Impaired establishment and dysregulated localization of CCR10+ lymphocytes in the skin of CCL27−/− mice
(A and B) Numbers of αβT cells (A) and percentages of CCR10(EGFP)+ Treg, αβT, γδT, cells and ILCs (B) in the skin of two-week-old CCL27+/+CCR10+/EGFP and CCL27−/−CCR10+/EGFP mice. N = 5 mice for CCL27+/+ and four for CCL27−/− samples. The cell number is calculated from FC analysis of cell preparations of the whole trunk skin.
(C) Percentages and cell counts of αβT cells of skin CD45+ cells from adult CCL27+/+CCR10+/EGFP and CCL27−/−CCR10+/EGFP mice. N = 11 mice for CCL27+/+CCR10+/EGFP and 10 for CCL27−/−CCR10+/EGFP samples.

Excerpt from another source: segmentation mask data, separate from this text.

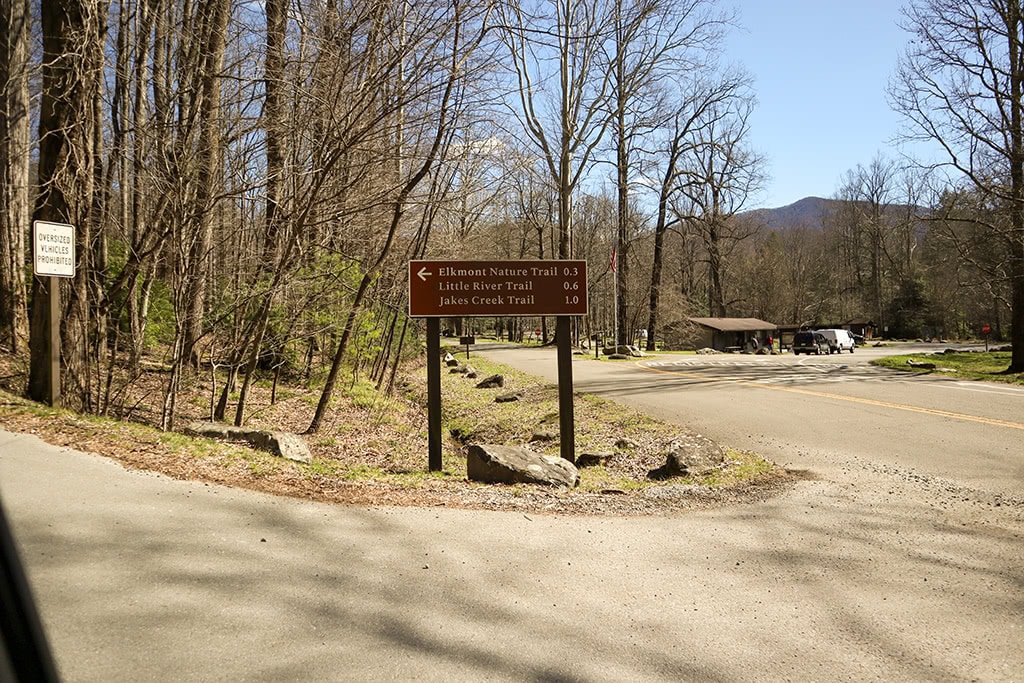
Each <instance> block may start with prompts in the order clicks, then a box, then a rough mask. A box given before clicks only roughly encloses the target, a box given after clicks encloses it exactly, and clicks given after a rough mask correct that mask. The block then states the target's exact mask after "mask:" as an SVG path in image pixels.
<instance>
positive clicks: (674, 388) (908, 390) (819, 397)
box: [486, 345, 1024, 497]
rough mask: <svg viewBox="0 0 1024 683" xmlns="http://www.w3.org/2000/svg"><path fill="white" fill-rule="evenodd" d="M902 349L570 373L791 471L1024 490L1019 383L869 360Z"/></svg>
mask: <svg viewBox="0 0 1024 683" xmlns="http://www.w3.org/2000/svg"><path fill="white" fill-rule="evenodd" d="M907 348H908V347H907V346H894V347H888V348H866V349H864V348H862V349H858V350H857V351H856V352H855V353H852V354H850V353H844V354H836V355H822V356H813V355H812V356H807V355H800V356H793V355H792V354H784V355H774V356H767V355H740V354H727V355H710V356H695V355H675V356H674V355H662V356H657V357H655V358H651V359H643V360H640V361H638V362H607V361H601V362H597V361H594V360H591V359H589V358H581V357H578V358H577V360H575V361H574V362H573V377H574V386H575V388H577V389H578V390H582V391H589V392H593V393H598V394H601V395H603V396H607V397H610V398H614V399H616V400H621V401H624V402H626V403H630V404H632V405H634V407H636V408H638V409H640V410H643V411H644V412H647V413H650V414H652V415H655V416H657V417H660V418H664V419H666V420H669V421H672V422H676V423H679V424H683V425H686V426H688V427H691V428H693V429H695V430H697V431H699V432H701V433H705V434H708V435H709V436H711V437H712V438H714V439H715V440H717V441H719V442H721V443H724V444H727V445H731V446H733V447H737V449H741V450H748V451H754V452H757V453H760V454H763V455H765V456H766V457H768V458H770V459H772V460H774V461H775V462H778V463H781V464H785V465H787V466H792V467H795V468H800V469H810V470H813V471H815V472H817V473H819V474H828V475H829V476H835V475H836V472H837V471H839V470H841V469H844V468H848V467H849V466H850V465H851V463H857V462H863V463H873V464H878V465H885V466H889V467H897V468H905V469H909V470H912V471H913V472H915V473H918V474H922V475H930V476H936V477H942V478H946V479H950V480H952V481H954V482H956V483H957V484H958V485H963V486H967V487H969V488H972V489H978V490H980V492H983V493H985V494H988V495H1002V496H1007V497H1014V496H1016V497H1021V496H1024V445H1022V443H1024V387H1019V386H1011V385H999V384H993V383H985V382H964V381H956V380H952V379H949V378H948V377H942V376H936V375H928V376H915V375H909V374H907V373H900V372H897V371H892V370H886V369H883V368H877V367H873V366H870V365H869V360H870V359H872V358H876V357H879V356H880V355H883V354H889V353H894V352H906V350H907ZM909 348H912V349H918V350H934V349H942V348H945V347H944V346H938V345H911V346H909ZM486 355H488V356H489V357H494V358H495V359H497V360H500V361H502V362H505V364H507V365H510V366H513V367H518V368H520V369H523V370H528V371H529V372H532V373H535V374H539V375H542V376H545V377H548V378H549V379H551V380H552V381H554V380H555V379H556V378H557V371H556V365H555V358H554V352H553V351H552V350H550V349H540V348H532V349H522V350H516V349H512V348H496V349H494V350H490V351H487V352H486Z"/></svg>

(D) Percentages of CCR10(EGFP)+ subsets of different skin lymphocyte populations in adult CCL27+/+CCR10+/EGFP and CCL27−/−CCR10+/EGFP mice. N = 5 mice of each genotype for the CD8+, CD4+ and γδ T cell data and three each for the ILC data.
(E) Immunofluorescent images of skin sections of 6-week-old CCL27+/+CCR10+/EGFP and CCL27−/−CCR10+/EGFP mice for CCR10(EGFP)+ lymphocytes and T cells. Arrowheads identify CCR10(EGFP)+ cells. The green long rod-like structures are autofluorescent hairs. Super-bright CD3+ cells are DETCs.
(F) Relative percentages of CCR10(EGFP)+ lymphocytes and T cells close to or below hair follicle structures in CCL27+/+CCR10+/EGFP versus CCL27−/−CCR10+/EGFP mice, based on calculation of total 1078 and 943 CCR10+ cells, respectively. Representative of four CCL27+/+CCR10+/EGFP and CCL27−/−CCR10+/EGFP gender-matched littermate adult mice with 20 images analyzed per mouse. One tailed paired t-test. ∗p < 0.05; ∗∗p < 0.01; ∗∗∗p < 0.001.